The doors of the pinnacle of Little Mekong, Saint Paul’s Asian Business and Culture district, will remain open thanks to an intervention by the Hmong American Partnership (HAP). Mai Village, a Vietnamese restaurant renown not only by locals and metro area Vietnamese, but by state legislators and City Hall officials, will not be closing it’s doors as was once feared. Thanks to a combination of debt forgiveness and the HAP, Mai Village will remain at the center of Little Mekong.
Mai Village began with an initial $4.2 million paid for the construction of it’s signature elaborate interior including a pagoda-like motif and bridged Koi pond. In April of 2003 Mai Village then secured a $400,000 loan from the city’s Housing and Redevelopment Authority (HRA), but rising interest rates caused that loan to grow to $512,000.
Initiating foreclosure in 2010, Western Bank instated a payment plan for Mai Village, however, falling behind on payments yet again caused the bank to reinitiate the proceedings. The lack of ability to pay on Mai Village’s part was due to not only the recuperative state of the economy following the recession our nation faced in 2008, but the Green Line construction that threatened many businesses along University Avenue.
The restaurant that began as a small operation in a home basement, Mai Village, and the city of Saint Paul, viewed a future that could have included the building falling into foreclosure and vacancy. It was a point at which the city, as a third-party lender, would find no compensation, and Little Mekong’s growth would have been slowed, or worse, reversed.
In saving grace, Hmong American Partnership will pay $25,000 toward the $512,000 Mai Village owes to the city, and St. Paul HRA has decided to accept the remaining $487,000 loss. Melvin Carter of HRA council commented, “What we’re getting out of this is more than just $25,000,” also noting Mai Village as a ‘symbol improvement and important gathering point’. Given it’s popularity among legislators and the local communities at large, Carter is spot on with the idea that losing Mai Village could, and likely would, wreak havoc on the Little Mekong area.

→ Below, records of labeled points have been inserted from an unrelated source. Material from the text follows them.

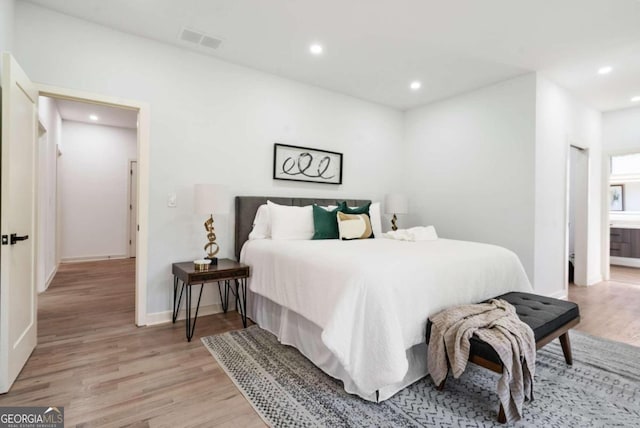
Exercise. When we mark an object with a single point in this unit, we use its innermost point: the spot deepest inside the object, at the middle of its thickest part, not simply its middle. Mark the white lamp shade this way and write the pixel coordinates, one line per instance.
(396, 204)
(210, 198)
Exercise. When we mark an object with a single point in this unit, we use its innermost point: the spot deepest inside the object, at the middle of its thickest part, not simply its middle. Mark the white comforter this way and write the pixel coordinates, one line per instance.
(372, 297)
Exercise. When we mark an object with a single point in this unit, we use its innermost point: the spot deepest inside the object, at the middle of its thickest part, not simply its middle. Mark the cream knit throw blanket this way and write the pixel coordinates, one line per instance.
(497, 324)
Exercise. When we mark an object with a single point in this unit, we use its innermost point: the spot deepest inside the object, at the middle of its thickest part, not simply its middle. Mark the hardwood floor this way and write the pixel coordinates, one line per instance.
(611, 309)
(92, 360)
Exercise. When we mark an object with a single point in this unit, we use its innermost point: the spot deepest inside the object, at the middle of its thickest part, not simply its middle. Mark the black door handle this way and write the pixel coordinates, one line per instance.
(15, 238)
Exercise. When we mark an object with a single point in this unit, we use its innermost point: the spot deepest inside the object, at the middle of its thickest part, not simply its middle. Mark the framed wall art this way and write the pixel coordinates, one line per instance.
(296, 163)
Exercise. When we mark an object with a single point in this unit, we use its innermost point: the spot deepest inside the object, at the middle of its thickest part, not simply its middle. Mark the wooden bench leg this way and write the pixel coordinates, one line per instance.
(441, 386)
(566, 348)
(502, 418)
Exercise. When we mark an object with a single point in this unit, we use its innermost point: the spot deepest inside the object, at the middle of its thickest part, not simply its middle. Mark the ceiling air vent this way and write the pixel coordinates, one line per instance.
(210, 42)
(191, 36)
(199, 38)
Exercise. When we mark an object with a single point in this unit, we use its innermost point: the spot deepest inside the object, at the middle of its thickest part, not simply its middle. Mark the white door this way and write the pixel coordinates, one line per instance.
(133, 206)
(18, 316)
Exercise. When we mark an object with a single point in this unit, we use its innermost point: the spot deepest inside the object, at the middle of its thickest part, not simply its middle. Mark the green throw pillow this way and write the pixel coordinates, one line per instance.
(325, 222)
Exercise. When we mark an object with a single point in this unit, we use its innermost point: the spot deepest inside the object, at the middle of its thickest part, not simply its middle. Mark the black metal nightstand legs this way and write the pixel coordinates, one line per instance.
(241, 301)
(176, 308)
(223, 273)
(191, 324)
(224, 300)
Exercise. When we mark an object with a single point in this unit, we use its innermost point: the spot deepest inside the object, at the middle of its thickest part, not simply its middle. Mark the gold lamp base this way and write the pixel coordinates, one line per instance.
(394, 226)
(212, 248)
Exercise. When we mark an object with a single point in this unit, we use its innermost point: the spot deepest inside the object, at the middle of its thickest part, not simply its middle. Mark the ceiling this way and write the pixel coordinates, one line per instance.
(106, 115)
(373, 49)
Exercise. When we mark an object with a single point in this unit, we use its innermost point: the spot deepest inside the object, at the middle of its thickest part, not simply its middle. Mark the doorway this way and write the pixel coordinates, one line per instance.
(133, 206)
(578, 209)
(138, 222)
(623, 206)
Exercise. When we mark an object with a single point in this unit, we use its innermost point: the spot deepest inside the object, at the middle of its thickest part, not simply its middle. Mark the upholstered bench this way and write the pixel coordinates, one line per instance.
(549, 319)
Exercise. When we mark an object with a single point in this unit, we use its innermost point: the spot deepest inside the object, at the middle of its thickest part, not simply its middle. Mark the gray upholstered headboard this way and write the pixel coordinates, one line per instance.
(247, 206)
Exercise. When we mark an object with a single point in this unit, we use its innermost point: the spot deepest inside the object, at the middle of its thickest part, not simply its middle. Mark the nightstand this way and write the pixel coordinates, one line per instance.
(223, 273)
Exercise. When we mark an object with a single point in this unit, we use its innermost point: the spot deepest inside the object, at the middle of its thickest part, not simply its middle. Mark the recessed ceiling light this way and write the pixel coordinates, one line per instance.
(315, 49)
(605, 70)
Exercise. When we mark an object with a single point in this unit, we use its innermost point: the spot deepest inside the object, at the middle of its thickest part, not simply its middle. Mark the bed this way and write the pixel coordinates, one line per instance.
(358, 309)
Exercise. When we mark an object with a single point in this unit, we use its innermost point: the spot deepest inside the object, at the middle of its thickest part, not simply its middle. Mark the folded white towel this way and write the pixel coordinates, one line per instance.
(419, 233)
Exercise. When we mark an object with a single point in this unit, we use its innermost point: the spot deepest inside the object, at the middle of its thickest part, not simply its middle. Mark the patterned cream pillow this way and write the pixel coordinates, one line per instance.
(354, 226)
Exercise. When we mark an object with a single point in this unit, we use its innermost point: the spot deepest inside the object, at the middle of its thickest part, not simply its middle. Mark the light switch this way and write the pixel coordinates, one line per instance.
(171, 200)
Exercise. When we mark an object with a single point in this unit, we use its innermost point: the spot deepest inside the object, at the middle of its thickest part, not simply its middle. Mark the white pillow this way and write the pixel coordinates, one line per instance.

Once all is said and done, Hmong American Partnership will take ownership of the building, leasing the lower level to Mai Village while moving it’s Mekong satellite office to the second level. Bao Vang, HAP CEO and President, summated the deal for HAP, “(The)main goal is to keep mom-and-pop businesses on the avenue.” The HAP intervention will keep one mom-and-pop on the Green Line, but it does not end there. The HAP intervention into the matters of Mai Village may not have saved only one of the most notable pieces of Little Mekong, but Little Mekong itself.